Insécurité. J’entre à la poste pour payer mes impôts. Je regarde autour de moi et me vient la pensée que, soudain, quelqu’un pourrait s’introduire dans la grande salle d’attente, armé jusqu’aux dents, et faire un carnage. C’est l’effet des carnages quotidiens dont nous informe la télévision, qui a ainsi le pouvoir de changer nos sensations, nos émotions, notre façon de considérer les autres et de nous situer parmi eux.

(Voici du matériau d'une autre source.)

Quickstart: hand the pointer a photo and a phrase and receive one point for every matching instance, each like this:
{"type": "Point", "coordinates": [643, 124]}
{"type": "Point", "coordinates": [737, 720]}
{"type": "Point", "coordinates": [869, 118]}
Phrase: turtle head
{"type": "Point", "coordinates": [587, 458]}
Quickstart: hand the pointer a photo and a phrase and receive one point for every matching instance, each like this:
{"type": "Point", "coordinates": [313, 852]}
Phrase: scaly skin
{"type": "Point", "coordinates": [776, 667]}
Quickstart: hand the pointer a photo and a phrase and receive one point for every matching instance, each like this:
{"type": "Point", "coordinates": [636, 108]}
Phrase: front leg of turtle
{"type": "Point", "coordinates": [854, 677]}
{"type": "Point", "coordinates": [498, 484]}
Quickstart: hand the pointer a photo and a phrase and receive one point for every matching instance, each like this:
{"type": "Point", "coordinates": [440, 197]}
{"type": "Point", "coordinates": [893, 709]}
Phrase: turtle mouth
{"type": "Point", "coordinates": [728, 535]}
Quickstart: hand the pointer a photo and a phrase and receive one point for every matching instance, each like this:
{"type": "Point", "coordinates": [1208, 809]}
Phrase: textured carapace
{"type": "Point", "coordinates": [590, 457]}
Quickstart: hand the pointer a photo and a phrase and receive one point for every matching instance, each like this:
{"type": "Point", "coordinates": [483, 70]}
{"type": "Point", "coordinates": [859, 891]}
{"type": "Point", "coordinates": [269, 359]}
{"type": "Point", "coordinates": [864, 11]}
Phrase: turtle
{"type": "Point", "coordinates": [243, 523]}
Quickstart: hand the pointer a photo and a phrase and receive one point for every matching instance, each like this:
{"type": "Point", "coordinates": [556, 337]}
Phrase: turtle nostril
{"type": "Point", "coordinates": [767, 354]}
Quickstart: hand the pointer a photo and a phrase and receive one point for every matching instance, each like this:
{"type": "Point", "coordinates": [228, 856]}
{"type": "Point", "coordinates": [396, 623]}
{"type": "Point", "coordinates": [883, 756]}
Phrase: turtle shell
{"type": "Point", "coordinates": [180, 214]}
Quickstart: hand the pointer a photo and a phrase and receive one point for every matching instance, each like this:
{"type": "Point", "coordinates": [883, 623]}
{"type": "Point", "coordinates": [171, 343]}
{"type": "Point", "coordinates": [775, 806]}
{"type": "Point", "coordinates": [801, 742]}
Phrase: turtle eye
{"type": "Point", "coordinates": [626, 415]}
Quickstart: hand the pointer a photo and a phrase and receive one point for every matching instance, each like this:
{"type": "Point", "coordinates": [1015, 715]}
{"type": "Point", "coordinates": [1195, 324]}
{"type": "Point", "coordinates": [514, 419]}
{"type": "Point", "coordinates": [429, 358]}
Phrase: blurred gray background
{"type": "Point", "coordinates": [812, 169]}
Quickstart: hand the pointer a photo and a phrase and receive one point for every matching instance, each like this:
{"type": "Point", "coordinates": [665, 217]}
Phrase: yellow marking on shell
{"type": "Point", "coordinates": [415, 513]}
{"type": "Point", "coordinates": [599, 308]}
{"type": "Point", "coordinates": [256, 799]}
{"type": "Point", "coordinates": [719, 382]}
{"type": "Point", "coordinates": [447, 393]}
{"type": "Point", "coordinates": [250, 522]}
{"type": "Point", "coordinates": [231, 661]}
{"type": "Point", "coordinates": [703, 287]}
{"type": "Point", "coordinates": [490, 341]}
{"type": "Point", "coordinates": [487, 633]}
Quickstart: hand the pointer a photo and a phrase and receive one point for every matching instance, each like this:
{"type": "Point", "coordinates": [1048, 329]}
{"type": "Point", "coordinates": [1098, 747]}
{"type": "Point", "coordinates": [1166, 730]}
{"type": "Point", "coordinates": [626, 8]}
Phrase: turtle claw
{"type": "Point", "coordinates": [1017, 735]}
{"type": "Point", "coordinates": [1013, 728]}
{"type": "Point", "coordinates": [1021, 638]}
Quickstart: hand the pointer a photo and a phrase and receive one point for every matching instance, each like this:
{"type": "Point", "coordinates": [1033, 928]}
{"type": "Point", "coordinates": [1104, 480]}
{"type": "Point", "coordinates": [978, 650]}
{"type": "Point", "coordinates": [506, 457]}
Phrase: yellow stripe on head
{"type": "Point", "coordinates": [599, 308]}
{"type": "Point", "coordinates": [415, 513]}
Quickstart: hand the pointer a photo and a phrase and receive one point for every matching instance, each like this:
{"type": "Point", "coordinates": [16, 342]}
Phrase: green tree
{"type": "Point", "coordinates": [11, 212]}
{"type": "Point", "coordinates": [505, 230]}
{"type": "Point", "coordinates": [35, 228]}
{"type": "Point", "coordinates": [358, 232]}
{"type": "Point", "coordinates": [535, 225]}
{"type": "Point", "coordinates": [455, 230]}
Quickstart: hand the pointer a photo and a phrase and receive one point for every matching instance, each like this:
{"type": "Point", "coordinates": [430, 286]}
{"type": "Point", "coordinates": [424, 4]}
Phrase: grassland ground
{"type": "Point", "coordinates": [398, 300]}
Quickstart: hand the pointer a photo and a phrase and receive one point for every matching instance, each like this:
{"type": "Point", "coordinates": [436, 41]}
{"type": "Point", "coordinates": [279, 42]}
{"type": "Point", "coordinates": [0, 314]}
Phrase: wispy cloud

Rixe sur la plage, à Lido Conchiglie, il y a quarante ans. Imaginez une matinée ensoleillée du mois d’août, la plage brûlante et bondée, les uns prenant leur bain de soleil, les autres dans l’eau. Soudain des hurlements surgissent d’un point précis de la plage, pas loin de moi, le sable est projeté en l’air par une foule d’hommes de tous âges qui se ruent vers l’endroit d’où viennent les hurlements, maintenant amplifiés de manière démesurée. Dans le même temps, c’est un sauve-qui-peut général de tous ceux qui veulent échapper à la mêlée, des femmes traînent leurs enfants plus loin, d’autres retiennent leurs hommes. Mais déjà s’offre un spectacle à couper le souffle : une centaine d’hommes en maillot de bain se bousculent les uns les autres comme dans une partie de rugby, jouant des pieds et des poings. Leur masse homogène se déplace sur le sable, renversant parasols et chaises longues, seaux et pelles, sacs et toiles de plage. L’événement n’a sans doute pas duré longtemps mais cela m’a paru une éternité. En moins de deux minutes je pense, tout était terminé : les femmes avaient eu le dessus ; dans l’intervalle, cette partie de la plage s’était vidée. La police arriva une demi-heure après, interrogea les baigneurs, mais personne ne raconta précisément le motif qui avait déclenché la rixe. Moi, le motif, je le connais, c’est le même que celui de la guerre de Troie, une femme convoitée, il me semble donc juste et bon que la rixe, commencée pour une femme trouve une fin apaisée grâce aux femmes.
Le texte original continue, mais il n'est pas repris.